Le Parlement a donné son feu vert définitif, ce jeudi, à un texte qui vise à réduire les violences faites aux plus jeunes alors que 85 % des parents français ont recours à des pratiques relevant d'une violence éducative ordinaire.
Le jeudi 22 décembre a été voté de manière définitive l'article 68 du projet de loi «Égalité et Citoyenneté» qui précise désormais que l'exercice de l'autorité parentale exclut «tout traitement cruel, dégradant ou humiliant, y compris tout recours aux violences corporelles.» Ce texte a pour but de «contribuer à apaiser la société française, à donner sa juste place à la jeunesse, à lutter contre la délinquance et le terrorisme, et à donner tout leur sens aux termes égalité et fraternité de la devise républicaine».
Dans les pays qui ont voté une telle loi et mené des campagnes d'information à l'appui, on constate une baisse de la délinquance, des suicides, de la consommation d'alcool et de drogue, de la violence faite aux femmes, des placements en foyer, des agressions. En Suède, le taux de maltraitance a diminué progressivement depuis l'interdiction des châtiments corporels en 1979 jusqu'à devenir quasi-nul. Deux générations après, 87 % des Suédois n'ont jamais été frappés, et la quasi-totalité des parents n'envisagent même plus les châtiments corporels comme une méthode d'éducation possible. Depuis le vote de la loi en Suède, 50 autres pays dans le monde, dont 21 sur les 28 que compte l'Union Européenne, lui ont emboîté le pas.
● Châtiments corporels: qu'est-ce qui change vraiment avec la loi?

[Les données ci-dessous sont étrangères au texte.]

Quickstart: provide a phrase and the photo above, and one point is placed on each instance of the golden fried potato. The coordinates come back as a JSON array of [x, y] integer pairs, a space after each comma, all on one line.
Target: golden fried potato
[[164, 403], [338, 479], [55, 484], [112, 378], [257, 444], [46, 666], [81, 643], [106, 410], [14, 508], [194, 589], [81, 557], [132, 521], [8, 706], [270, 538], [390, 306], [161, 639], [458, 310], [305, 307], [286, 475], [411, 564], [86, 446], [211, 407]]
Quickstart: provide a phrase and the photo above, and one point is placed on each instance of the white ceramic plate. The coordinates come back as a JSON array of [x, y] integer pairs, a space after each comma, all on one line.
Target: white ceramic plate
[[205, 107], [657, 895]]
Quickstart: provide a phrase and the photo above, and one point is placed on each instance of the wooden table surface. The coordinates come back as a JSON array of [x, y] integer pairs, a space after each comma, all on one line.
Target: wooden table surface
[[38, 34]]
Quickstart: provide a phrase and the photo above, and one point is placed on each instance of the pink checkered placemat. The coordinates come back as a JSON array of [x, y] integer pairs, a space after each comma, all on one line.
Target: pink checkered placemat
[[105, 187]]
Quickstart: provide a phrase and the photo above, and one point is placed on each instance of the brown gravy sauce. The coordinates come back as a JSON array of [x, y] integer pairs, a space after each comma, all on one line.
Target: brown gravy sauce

La violence éducative ordinaire (VEO) se retrouve sous plusieurs aspects dans l'éducation des enfants: elle englobe aussi bien les violences verbales et psychologiques (crier, injurier, se moquer, humilier, culpabiliser) que les violences physiques (gifler, fesser, tirer les oreilles ou les cheveux, donner des coups de pied, secouer ou bien encore priver un enfant de nourriture…).
Mais pas question de traîner devant la justice - du moins pour l'instant - les parents français qui pratiquent la violence éducative ordinaire: la loi qui vient d'être votée est une interdiction symbolique, pour favoriser une prise de conscience et changer l'attitude des adultes envers les enfants.

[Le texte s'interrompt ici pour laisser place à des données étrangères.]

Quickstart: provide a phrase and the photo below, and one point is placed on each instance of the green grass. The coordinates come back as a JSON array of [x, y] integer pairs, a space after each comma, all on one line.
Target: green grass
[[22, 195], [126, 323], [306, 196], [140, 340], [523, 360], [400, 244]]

En tant que règle exclusivement civile, elle ne s'accompagne d'aucune sanction pénale. La loi vise surtout à favoriser l'accompagnement de campagnes d'information et de sensibilisation et de mesures d'aide et de soutien aux parents afin d'abolir toute forme de violence envers les enfants.
● Des conséquences parfois dramatiques
Des chercheurs de l'université d'Austin au Texas ont réalisé une analyse qui vient de paraître regroupant les données de 75 études, réalisées sur une période de 50 ans, portant sur 13 pays et 160.000 enfants. Cette étude révèle que les punitions corporelles favorisent les troubles du comportement. Par exemple, la fessée ne garantirait en rien aux parents une meilleure discipline, que ce soit à court terme ou à long terme. Au contraire, ils deviendraient même plus agressifs. «La société pense que la fessée et les châtiments corporels sont très différents, or nos recherches montrent que la fessée entraîne les mêmes résultats sur les enfants mais à un degré moindre.»
Si les conséquences physiques des punitions corporelles sont visibles à court terme (douleurs, voire ecchymoses, fractures, traumatismes, lésions…), certaines, résultant de la VEO sous toutes ses formes, passent souvent inaperçues (maux de ventre, de tête, agressivité accrue, repli sur soi…). D'autres conséquences moins connues se déclarent le plus souvent à moyen et long terme: ralentissement du développement cognitif, accroissement de l'agressivité, effets nocifs sur l'état de santé (perte de mémoire, affaiblissement du système immunitaire, hypertension, ulcères, problèmes de peau, prise de poids, troubles digestifs), suicides (dès l'adolescence voire plus tôt encore).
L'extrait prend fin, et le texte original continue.